I go to Gold’s Gym, perhaps the closest I would ever get to the A-listers. Not that I want to get any closer, just mentioning. Gold’s Gym is unlike any gym I have ever been to, well that’s not too may, but quite a few you know. It’s the first gym, where I don’t queue up for the treadmill; where machines don’t make my hands greasy; where I find more than two nine pound dumbbells, where I don’t cringe at the thought of using the mat; where every single air conditioner works and so does every cardio machine; where there are 4 awesome instructors, all of them awesome; where I look forward to those post workout showers; where the locker room looks exactly like how random sweet teenage movies on HBO told us would, where every corner is squeaky clean and often pretty; this is the gym, which I have been most regular to.

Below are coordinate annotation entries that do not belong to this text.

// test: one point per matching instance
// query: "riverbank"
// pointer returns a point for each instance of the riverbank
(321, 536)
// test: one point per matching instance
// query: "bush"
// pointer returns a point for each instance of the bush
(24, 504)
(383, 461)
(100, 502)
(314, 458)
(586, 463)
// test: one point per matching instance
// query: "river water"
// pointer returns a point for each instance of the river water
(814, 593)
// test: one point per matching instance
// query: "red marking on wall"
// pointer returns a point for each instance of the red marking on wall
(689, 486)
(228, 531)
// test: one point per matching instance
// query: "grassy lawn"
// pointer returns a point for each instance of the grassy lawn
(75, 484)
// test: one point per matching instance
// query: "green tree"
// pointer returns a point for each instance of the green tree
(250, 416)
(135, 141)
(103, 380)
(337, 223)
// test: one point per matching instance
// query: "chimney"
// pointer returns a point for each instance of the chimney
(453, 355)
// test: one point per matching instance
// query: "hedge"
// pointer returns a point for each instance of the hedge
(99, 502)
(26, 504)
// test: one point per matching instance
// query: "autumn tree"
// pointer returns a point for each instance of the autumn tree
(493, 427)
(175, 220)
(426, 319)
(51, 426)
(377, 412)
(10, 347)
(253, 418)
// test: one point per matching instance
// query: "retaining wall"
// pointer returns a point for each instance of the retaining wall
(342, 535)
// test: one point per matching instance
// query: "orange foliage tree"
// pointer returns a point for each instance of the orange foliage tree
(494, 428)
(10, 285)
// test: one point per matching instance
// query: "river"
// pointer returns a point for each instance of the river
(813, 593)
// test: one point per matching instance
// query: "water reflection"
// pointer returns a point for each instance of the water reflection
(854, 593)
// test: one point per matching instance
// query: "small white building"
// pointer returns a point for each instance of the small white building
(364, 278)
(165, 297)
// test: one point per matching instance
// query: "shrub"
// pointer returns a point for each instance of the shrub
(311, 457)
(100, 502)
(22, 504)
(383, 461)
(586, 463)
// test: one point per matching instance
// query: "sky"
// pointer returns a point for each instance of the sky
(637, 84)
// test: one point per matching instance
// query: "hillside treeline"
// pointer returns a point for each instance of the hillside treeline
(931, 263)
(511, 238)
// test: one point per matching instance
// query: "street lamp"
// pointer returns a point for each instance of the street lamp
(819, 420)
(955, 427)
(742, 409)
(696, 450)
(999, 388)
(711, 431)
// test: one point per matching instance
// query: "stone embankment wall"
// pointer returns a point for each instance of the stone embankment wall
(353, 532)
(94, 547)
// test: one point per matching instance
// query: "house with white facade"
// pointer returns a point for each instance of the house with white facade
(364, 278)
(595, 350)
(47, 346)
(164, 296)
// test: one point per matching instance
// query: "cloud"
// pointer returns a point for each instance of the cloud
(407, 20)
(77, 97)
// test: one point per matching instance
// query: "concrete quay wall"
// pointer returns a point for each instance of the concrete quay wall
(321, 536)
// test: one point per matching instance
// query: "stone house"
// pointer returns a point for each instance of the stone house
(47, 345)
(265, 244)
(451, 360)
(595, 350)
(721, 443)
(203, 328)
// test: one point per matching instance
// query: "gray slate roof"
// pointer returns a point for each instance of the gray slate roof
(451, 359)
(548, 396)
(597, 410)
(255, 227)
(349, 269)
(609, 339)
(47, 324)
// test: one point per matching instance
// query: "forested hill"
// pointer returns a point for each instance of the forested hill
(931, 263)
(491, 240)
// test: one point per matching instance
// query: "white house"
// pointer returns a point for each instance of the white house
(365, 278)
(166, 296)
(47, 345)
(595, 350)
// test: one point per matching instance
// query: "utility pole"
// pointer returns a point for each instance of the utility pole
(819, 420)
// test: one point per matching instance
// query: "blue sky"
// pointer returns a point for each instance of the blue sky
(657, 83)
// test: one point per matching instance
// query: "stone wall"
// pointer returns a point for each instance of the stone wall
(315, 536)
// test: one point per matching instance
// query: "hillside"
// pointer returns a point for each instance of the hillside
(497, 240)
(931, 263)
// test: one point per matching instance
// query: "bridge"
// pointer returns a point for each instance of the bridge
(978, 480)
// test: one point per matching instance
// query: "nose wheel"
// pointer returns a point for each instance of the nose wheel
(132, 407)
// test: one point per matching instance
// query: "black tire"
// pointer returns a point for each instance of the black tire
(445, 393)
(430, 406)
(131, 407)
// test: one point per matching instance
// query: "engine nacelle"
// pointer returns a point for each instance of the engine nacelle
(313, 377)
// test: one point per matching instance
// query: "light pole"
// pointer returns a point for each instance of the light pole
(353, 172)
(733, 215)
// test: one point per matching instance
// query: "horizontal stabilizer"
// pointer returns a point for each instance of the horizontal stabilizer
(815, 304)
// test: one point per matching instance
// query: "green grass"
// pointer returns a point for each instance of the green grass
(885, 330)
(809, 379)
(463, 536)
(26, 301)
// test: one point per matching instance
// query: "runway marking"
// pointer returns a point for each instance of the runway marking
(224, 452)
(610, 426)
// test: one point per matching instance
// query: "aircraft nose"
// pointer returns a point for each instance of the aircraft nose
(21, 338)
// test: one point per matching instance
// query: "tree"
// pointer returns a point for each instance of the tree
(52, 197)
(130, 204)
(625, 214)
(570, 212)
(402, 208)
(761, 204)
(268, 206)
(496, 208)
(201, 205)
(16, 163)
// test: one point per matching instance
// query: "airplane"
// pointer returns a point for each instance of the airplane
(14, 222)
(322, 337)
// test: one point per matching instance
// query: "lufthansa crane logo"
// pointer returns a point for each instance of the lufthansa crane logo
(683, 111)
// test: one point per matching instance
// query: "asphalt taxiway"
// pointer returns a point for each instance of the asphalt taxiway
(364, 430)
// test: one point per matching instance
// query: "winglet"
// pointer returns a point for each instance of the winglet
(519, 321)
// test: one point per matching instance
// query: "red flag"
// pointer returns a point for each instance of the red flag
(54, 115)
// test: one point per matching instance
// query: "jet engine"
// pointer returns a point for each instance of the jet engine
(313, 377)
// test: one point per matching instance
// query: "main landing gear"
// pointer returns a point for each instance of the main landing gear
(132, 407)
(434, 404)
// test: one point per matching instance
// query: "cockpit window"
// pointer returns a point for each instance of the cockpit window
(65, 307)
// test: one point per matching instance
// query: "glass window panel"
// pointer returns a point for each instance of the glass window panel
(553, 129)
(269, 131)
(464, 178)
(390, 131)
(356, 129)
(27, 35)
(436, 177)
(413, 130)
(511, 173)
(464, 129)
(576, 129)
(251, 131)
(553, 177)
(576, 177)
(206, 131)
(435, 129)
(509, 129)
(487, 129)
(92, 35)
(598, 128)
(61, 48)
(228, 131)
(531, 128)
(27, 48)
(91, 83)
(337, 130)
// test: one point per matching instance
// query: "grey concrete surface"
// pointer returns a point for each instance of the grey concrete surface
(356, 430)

And this is also the gym, where people [both men and women] come to feel good and just that; where lonely married women come to seek single men; where lonelier married men come to run away from the domestic hum-drum; where the rich and the beautiful come to be reassured they are rich and beautiful; where pleasantly plump young girls come to shed the flab and regain their sense of worth; where the not so pleasantly plump ladies sweat hard [or so they think] to reclaim their husbands or whatever that was once theirs.
Gold’s Gym is a sanctuary of sorts, a kind of escape that tells you there’s hope. Maybe a lesser gym can get you the body that you seek, but not the place that you would want to run away to, each day. A place that tells you, you are okay.